Noble Threewitt passed on last month at age 99. He retired from training racehorses on his ninety-sixth birthday.

Thoroughbred horse racing has a tradition of trainers staying on way past the age that most people are retired. Some won big races in their seventies and eighties.

James “Sunny Jim” Fitzsimmons, the trainer of two American Triple Crown champions, was in his eighties when he conditioned Nashua and Bold Ruler. Other Hall-of-Fame trainers have been septuagenarians when they won premier races. Ben A. Jones, born in 1882, was still helping his son Jimmy with the formidable Calumet Farm string of horses in the early 1960s. Charlie Whittingham won two Kentucky Derbys and a pair of Breeders’ Cup Classics with different horses. Mack Miller sent out Sea Hero to capture the 1993 Kentucky Derby. Woody Stephens, born in 1913, won a Kentucky Derby and five consecutive Belmont Stakes in the 1980s. Phillip G. Johnson won the Breeders’ Cup Classic in 2002 with Volponi.

All of these gentlemen are deceased with the exception of Mack Miller, who is retired. However, Hall-of-Fame trainers Alan Jerkens, D. Wayne Lukas, and Jack Van Berg are still at work, at the ages, respectively, of 81, 75, and 74. They don’t win races like they once did, but they still occasionally are to be reckoned with.

The life of an upper-echelon Thoroughbred horse trainer is a 24-hour-a-day and seven-day-a-week proposition with no real vacations. Trainers deal with equine injuries, disappointing performances by their charges, often-demanding owners, turnover of stable help, unpaid bills, long hours, and lots of travel. The aforementioned trainers did not need the money, so why did they continue on long after the minimum age for drawing social security?

Many people who live a fast-paced life, from all occupations, find upon retirement, often forced, that playing golf several days a week gets boring fast. Successful Thoroughbred horse trainers have a choice because they are not faced with a corporate policy mandating that employees leave at a certain age. The vast majority of horse trainers are independent contractors, who run their own operations. As long as they have the physical and mental capacities to do their work at an acceptable level, owners will retain their services.

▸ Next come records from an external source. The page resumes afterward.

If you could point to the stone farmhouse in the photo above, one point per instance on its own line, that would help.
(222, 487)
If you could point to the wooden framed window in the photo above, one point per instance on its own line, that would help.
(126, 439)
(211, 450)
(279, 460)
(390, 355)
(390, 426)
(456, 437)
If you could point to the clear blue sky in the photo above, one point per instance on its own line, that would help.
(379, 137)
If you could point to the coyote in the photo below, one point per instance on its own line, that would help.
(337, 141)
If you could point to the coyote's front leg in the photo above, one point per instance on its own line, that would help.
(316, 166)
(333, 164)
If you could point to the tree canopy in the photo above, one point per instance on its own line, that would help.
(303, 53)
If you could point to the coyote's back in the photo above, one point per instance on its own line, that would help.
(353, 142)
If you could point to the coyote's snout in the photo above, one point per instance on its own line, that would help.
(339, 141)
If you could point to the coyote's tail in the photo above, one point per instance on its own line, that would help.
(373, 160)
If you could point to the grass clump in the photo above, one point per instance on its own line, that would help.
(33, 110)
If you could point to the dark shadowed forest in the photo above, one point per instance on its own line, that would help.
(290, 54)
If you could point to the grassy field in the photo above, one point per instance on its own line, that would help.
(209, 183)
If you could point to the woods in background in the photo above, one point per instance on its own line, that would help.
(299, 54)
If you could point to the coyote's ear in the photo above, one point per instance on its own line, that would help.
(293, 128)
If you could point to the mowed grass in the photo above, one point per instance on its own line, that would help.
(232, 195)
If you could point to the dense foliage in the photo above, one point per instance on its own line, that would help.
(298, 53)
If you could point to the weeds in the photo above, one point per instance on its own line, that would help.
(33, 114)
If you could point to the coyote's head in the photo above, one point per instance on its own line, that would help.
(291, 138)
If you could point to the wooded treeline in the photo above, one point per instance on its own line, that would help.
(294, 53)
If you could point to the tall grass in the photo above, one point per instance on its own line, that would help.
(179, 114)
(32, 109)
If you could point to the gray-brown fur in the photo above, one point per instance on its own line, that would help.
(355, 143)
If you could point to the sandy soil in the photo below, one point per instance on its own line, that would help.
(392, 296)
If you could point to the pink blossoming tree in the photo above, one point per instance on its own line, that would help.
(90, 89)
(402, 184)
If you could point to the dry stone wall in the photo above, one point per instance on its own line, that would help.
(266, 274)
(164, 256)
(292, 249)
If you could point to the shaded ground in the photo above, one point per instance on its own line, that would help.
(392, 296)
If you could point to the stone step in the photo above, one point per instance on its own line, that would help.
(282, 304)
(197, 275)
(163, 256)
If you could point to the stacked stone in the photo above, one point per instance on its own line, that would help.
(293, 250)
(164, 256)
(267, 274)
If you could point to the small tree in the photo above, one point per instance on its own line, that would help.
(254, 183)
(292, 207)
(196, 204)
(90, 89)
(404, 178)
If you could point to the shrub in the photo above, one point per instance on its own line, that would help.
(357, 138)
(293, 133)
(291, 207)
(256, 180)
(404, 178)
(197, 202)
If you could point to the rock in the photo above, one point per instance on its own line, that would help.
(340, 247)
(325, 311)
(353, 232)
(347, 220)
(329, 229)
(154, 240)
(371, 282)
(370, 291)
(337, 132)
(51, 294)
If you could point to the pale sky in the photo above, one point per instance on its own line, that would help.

For the most part, the trainers I’ve seen who are still plying their trade in their seventies or more are comparable in cognitive skills and usually physical stamina to much younger individuals. Is that why they are able to remain active or is it the other way around—they have good cognitive skills and physical stamina because they have continued to keep a schedule? Probably some of both is true.

An old adage from the Appalachian Mountains maintains that the key to a happy life is to have something to do, something to look forward to, and someone to love. Anybody training racehorses at a Hall-of-Fame level is assured of the first two at least.

Lord Palmerston, Winston Churchill, Ronald Reagan and others were fond of saying something along the lines of “there is something about the outside of a horse that is good for the inside of a man.” That has been proven to be so by some very productive seasoned-citizen trainers. Therein is a valuable lesson conveyed for all of us: find an occupation that you would choose as an avocation and you will never truly work a day in your life. 

Cavalryman and racehorse owner Churchill also opined that “no hour of life is wasted that is spent in the saddle.” Churchill and Reagan, avid horsemen, were the oldest people to be elected to head their governments and both lived into their nineties.